Las indemnizaciones se deben pagar ya

Cuando se opta por esperar a que concluyan las investigaciones penales para indemnizar a las víctimas se convierte en una coartada burocrática, porque lo que establece la ley es tan clara como el agua potable: la reparación del daño es inmediata. Y cada día que pasa sin pago es una decisión política, no legal, con la intención de administrar el dolor y apostar al olvido. Ya tuvimos la experiencia de la tragedia en la guardería ABC y todavía hay expedientes abiertos.

Fiscalía de Sonora: o justicia integral o encubrimiento

En cuanto a la responsabilidad de la Fiscalía General de Justicia del Estado se considera que no debe limitarse a detenciones parciales ni a responsables menores.

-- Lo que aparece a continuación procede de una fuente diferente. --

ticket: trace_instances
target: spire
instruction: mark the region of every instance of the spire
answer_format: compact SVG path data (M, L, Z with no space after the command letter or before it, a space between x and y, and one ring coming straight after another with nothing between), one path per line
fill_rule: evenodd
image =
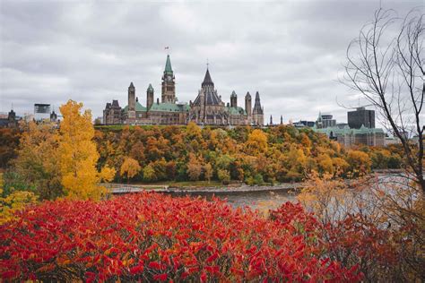
M254 104L254 109L253 109L253 114L264 114L263 107L261 107L261 102L260 102L260 94L258 91L256 93L256 103Z
M212 80L211 80L210 71L208 70L208 68L206 68L205 77L204 78L204 81L202 83L203 87L205 85L214 86Z
M173 74L173 69L171 68L171 61L169 60L169 55L167 56L167 62L165 63L164 73Z

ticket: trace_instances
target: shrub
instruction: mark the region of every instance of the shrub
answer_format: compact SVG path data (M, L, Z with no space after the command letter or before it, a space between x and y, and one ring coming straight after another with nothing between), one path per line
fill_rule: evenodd
M140 193L45 202L0 226L16 281L358 281L322 254L316 220L286 203L265 219L213 199Z

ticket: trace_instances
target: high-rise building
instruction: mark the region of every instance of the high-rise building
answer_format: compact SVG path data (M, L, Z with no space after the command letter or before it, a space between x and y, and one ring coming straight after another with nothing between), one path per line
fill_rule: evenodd
M361 125L375 128L375 111L365 107L358 107L347 113L348 125L352 129L360 129Z
M34 119L36 121L50 119L50 104L34 104Z
M324 129L328 127L334 127L336 125L336 120L333 119L333 116L328 113L319 113L317 120L316 121L316 126L317 129Z

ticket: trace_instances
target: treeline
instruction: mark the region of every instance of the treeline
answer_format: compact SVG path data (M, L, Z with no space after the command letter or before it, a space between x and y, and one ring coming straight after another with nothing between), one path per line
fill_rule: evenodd
M98 166L114 167L116 182L234 180L261 184L300 181L313 170L358 176L372 168L397 168L402 160L395 149L346 150L310 129L288 125L100 128L95 141Z
M13 179L15 188L35 183L48 192L50 186L59 187L61 162L54 138L57 133L48 124L27 124L21 131L0 129L0 167L5 179ZM351 177L375 168L398 168L403 156L398 145L349 150L309 129L288 125L101 127L95 130L94 142L98 169L115 168L115 182L217 180L261 184L300 181L313 170Z

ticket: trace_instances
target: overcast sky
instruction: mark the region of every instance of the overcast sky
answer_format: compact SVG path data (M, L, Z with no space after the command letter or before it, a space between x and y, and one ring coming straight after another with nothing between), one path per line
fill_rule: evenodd
M0 0L0 111L57 109L72 99L96 117L112 99L127 104L131 81L145 106L149 83L160 98L169 52L180 101L195 100L208 58L223 100L235 90L243 106L258 90L266 122L315 120L319 111L345 122L337 101L359 105L337 81L346 47L380 4L404 15L423 2Z

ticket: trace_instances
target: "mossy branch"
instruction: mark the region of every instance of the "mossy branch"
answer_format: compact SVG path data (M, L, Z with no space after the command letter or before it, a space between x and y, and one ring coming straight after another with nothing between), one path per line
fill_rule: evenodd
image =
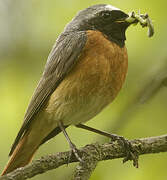
M167 152L167 135L135 139L130 142L139 155ZM125 147L119 141L106 144L89 144L79 149L78 153L83 162L76 167L72 180L88 180L99 161L126 156ZM24 180L77 161L75 156L70 157L70 151L60 152L35 160L23 168L18 168L0 177L0 180Z

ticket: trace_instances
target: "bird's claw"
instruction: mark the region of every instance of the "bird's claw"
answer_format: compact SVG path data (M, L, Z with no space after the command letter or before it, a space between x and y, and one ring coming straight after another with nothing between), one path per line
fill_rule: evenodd
M70 159L71 159L72 154L75 155L75 157L77 158L77 160L78 160L80 163L83 162L83 160L81 159L81 157L80 157L79 154L78 154L78 149L76 148L75 144L71 143L71 144L70 144L70 147L71 147L71 151L70 151L70 156L69 156L68 164L69 164L69 161L70 161Z

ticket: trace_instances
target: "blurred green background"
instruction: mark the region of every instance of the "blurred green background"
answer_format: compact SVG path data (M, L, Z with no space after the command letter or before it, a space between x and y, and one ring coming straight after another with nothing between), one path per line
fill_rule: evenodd
M21 126L24 112L43 71L47 56L66 23L80 9L97 3L107 3L125 12L140 9L148 12L155 25L155 36L147 37L147 29L139 25L127 31L129 71L126 83L116 100L87 124L101 130L112 131L129 139L158 136L166 133L167 92L163 88L151 100L140 105L133 115L124 119L125 109L136 93L165 63L166 6L165 0L5 0L0 2L0 171L8 161L8 152ZM131 114L131 111L128 113ZM119 124L117 124L119 123ZM92 142L109 142L96 134L70 127L71 139L77 147ZM35 159L69 150L62 134L41 146ZM140 168L121 159L100 162L91 180L165 180L167 153L140 157ZM63 166L32 179L66 180L76 164Z

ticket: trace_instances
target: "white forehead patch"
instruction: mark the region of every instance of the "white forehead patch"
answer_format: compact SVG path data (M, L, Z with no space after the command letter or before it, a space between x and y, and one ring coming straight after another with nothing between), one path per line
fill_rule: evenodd
M118 9L118 8L112 6L112 5L109 5L109 4L105 6L105 9L106 9L106 10L109 10L109 11L120 10L120 9Z

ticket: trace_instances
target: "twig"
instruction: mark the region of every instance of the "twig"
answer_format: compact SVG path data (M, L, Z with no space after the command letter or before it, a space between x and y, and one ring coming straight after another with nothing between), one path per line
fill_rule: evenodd
M131 140L130 142L139 155L167 152L167 135L136 139ZM78 153L80 157L83 158L84 162L83 164L77 166L73 178L74 180L89 179L92 171L99 161L122 158L126 156L126 150L123 144L119 141L102 145L97 143L86 145L81 148ZM0 177L0 180L25 180L48 170L56 169L64 164L77 162L75 156L71 156L70 160L69 158L69 151L45 156L23 168L18 168L7 175ZM81 176L84 176L85 179L81 178Z

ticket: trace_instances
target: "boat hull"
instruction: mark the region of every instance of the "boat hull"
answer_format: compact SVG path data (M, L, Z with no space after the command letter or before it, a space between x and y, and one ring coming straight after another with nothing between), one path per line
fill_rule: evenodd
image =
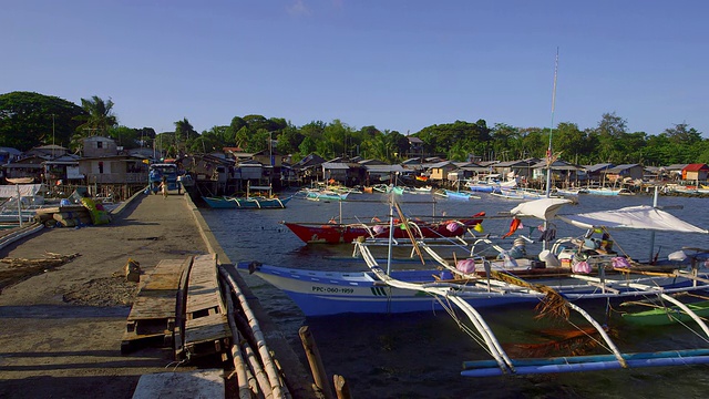
M686 306L699 317L709 316L709 300ZM651 309L638 313L624 314L623 318L634 325L639 326L667 326L676 323L693 323L692 318L678 307Z
M207 205L217 209L282 209L291 197L259 198L259 197L202 197Z
M239 269L253 263L242 262ZM403 314L441 310L438 300L423 291L389 287L370 272L317 272L258 265L251 273L281 289L307 317L340 314ZM430 280L436 270L392 272L407 280ZM528 298L500 298L483 295L480 305L508 305ZM516 300L515 300L516 299Z
M443 306L430 294L413 289L402 289L386 285L372 272L321 272L296 269L265 265L256 262L240 262L238 269L265 279L281 289L306 316L330 316L338 314L402 314L442 309ZM433 275L439 276L436 269L394 270L390 276L401 282L436 283ZM607 276L612 282L610 276ZM619 280L627 278L617 275ZM482 280L481 280L482 282ZM567 300L589 300L616 298L618 300L640 295L629 287L616 286L619 293L602 291L598 287L583 284L572 277L556 276L553 278L535 279L535 283L554 288ZM653 278L654 284L666 291L686 290L690 283L677 282L677 278ZM481 283L482 284L482 283ZM490 290L485 286L471 284L469 290L456 291L456 296L476 308L507 306L514 304L537 304L544 294L530 290ZM703 287L705 289L707 286ZM453 289L453 288L451 288Z
M470 219L445 221L439 223L421 223L411 227L414 237L419 238L445 238L460 237L469 228L475 227L483 221L484 212L473 215ZM294 234L306 244L350 244L359 237L363 238L389 238L389 224L302 224L284 222ZM398 227L398 226L397 226ZM409 235L403 228L394 228L394 238L408 238Z

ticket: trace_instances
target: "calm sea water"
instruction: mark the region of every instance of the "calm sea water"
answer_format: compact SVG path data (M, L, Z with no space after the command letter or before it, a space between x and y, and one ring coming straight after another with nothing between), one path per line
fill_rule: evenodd
M232 262L258 260L279 266L311 269L366 269L361 259L351 258L351 245L306 245L288 228L288 222L321 222L331 217L347 221L384 219L387 198L374 194L351 195L352 202L325 203L294 198L286 209L234 211L202 209L203 215ZM489 216L506 212L517 203L482 195L470 202L449 201L431 195L404 195L402 208L408 215L467 216L485 211ZM614 209L631 205L651 205L646 195L598 197L582 196L578 205L562 213ZM709 228L706 198L660 197L659 205L675 216ZM487 219L485 233L503 234L510 218ZM524 221L521 232L541 223ZM584 232L557 223L557 237ZM536 233L536 232L535 232ZM538 234L538 233L536 233ZM636 258L650 255L649 233L615 233L616 245ZM709 248L709 237L657 233L660 258L681 246ZM511 243L510 243L511 244ZM530 248L528 249L533 249ZM354 398L703 398L709 390L709 366L645 368L584 374L514 376L494 378L461 377L465 360L491 359L485 350L458 327L444 313L305 318L297 306L275 287L258 277L245 278L269 315L282 326L296 349L298 329L310 327L328 374L343 376ZM655 351L709 348L701 336L681 326L655 329L631 328L617 313L604 318L605 308L587 308L610 327L621 350ZM511 356L554 355L551 349L567 350L573 340L546 345L557 331L573 330L566 324L540 321L532 308L483 309L482 315ZM305 357L305 355L302 355Z

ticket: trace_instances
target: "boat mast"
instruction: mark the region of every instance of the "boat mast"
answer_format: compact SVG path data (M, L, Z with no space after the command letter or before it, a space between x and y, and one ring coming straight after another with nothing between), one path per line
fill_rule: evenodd
M552 194L552 133L554 132L554 104L556 104L556 74L558 72L558 47L556 48L556 60L554 61L554 90L552 91L552 124L549 125L549 146L546 149L546 193L548 198ZM544 231L549 228L548 222L544 221ZM542 249L546 249L546 239L542 242Z
M546 149L546 197L552 193L552 133L554 132L554 105L556 104L556 75L558 72L558 48L554 62L554 90L552 91L552 124L549 125L549 146Z

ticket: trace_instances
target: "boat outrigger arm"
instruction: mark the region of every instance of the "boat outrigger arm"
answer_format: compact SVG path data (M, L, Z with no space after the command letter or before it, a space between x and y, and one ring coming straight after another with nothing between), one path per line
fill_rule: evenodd
M367 263L370 270L384 284L402 289L412 289L417 291L424 291L436 297L441 303L449 301L456 305L465 316L471 320L480 336L483 338L486 349L492 355L494 360L476 360L465 361L463 364L463 371L461 376L465 377L490 377L500 375L523 375L523 374L558 374L558 372L573 372L573 371L593 371L593 370L607 370L618 368L639 368L639 367L658 367L658 366L681 366L681 365L699 365L709 364L709 349L685 349L660 352L639 352L639 354L621 354L617 346L613 342L610 337L606 334L605 329L598 321L596 321L588 313L586 313L579 306L566 301L565 305L571 309L582 315L588 323L594 326L598 334L603 337L607 348L612 354L609 355L593 355L593 356L572 356L572 357L551 357L551 358L527 358L527 359L511 359L508 355L502 348L500 341L493 334L490 326L485 323L477 310L465 301L464 298L459 296L459 293L481 289L493 289L493 286L501 287L502 282L495 282L487 279L487 283L474 282L471 285L471 278L475 278L472 275L466 275L452 267L445 259L441 258L425 244L419 243L421 248L427 250L434 259L445 269L462 276L464 284L456 283L433 283L433 284L415 284L401 282L392 278L388 275L377 263L366 243L356 243L359 247L358 252ZM487 266L489 268L489 266ZM490 274L489 274L490 275ZM593 278L583 275L572 275L580 280L589 280L594 284L604 284L598 278ZM692 278L692 277L687 277ZM593 282L590 282L593 280ZM500 285L499 285L500 284ZM703 330L709 338L709 328L703 320L697 316L686 305L681 304L674 297L666 294L660 287L654 287L649 285L638 283L624 283L627 286L643 290L648 294L656 294L661 298L676 304L680 309L686 311ZM521 287L522 288L522 287ZM530 291L532 289L530 288ZM521 289L522 291L522 289ZM667 290L669 291L669 290ZM543 295L540 294L540 298Z

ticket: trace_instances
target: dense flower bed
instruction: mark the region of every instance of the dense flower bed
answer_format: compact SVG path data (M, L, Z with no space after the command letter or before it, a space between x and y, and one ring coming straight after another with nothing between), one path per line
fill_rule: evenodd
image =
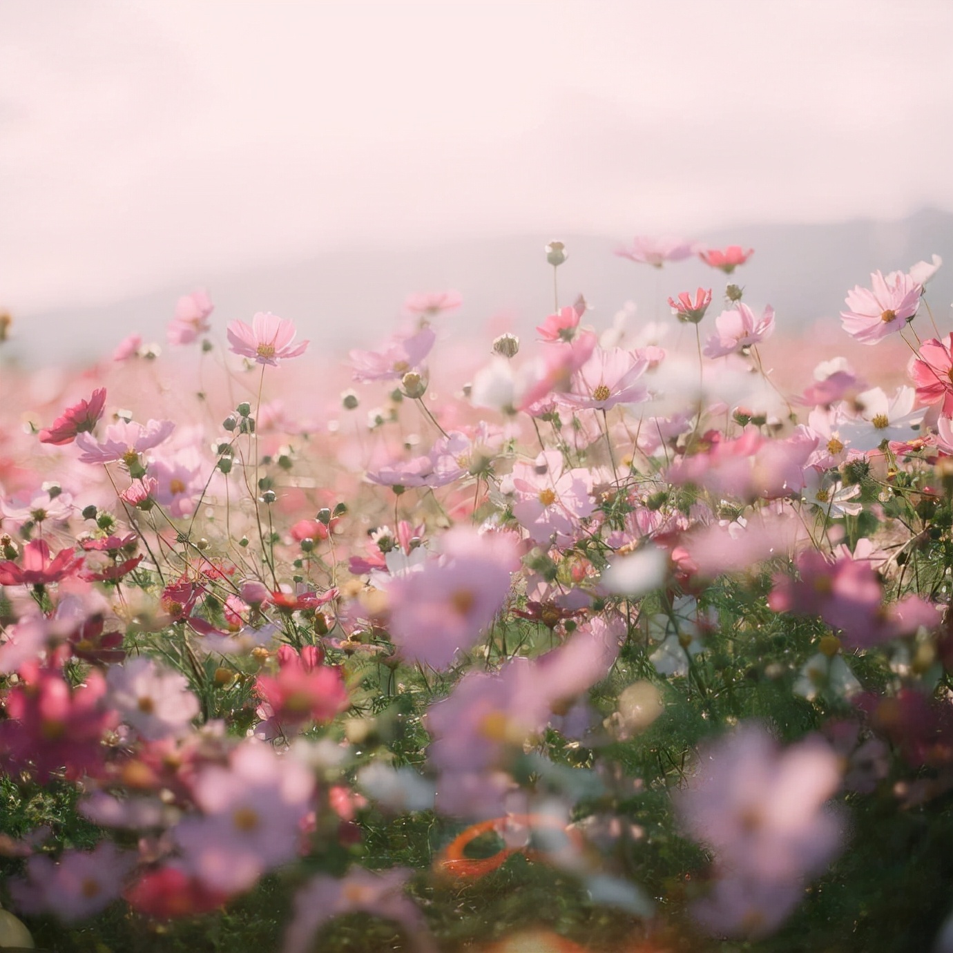
M953 949L940 261L846 295L893 381L798 380L769 305L679 287L750 249L619 253L669 322L557 297L480 351L421 294L340 368L199 292L167 355L10 369L0 889L40 945Z

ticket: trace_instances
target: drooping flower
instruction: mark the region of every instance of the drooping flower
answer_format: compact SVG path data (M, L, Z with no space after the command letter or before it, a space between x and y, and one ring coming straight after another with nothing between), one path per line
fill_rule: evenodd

Por ello, el titular de la fiscalía estatal, Gustavo Rómulo Salas Chávez, debe ser claro ante los familiares de las víctimas y la sociedad en general sobre cuántas víctimas eran trabajadores. Debe investigar las omisiones de la Secretaría de Trabajo y Protección Civil, enfocar sus indagatorias por la reparación del daño como eje central del proceso penal y, en especial, cero impunidades institucionales.

Debemos tener claridad. En Waldos murieron personas porque el Estado no hizo su trabajo. Y mientras no se paguen indemnizaciones completas, no se garantice la atención integral y no se asuman responsabilidades políticas, la tragedia seguirá ocurriendo todos los días.

La historia no absolverá a quienes pudieron prevenir y no lo hicieron.

Y los nombres se están poniendo sobre la mesa.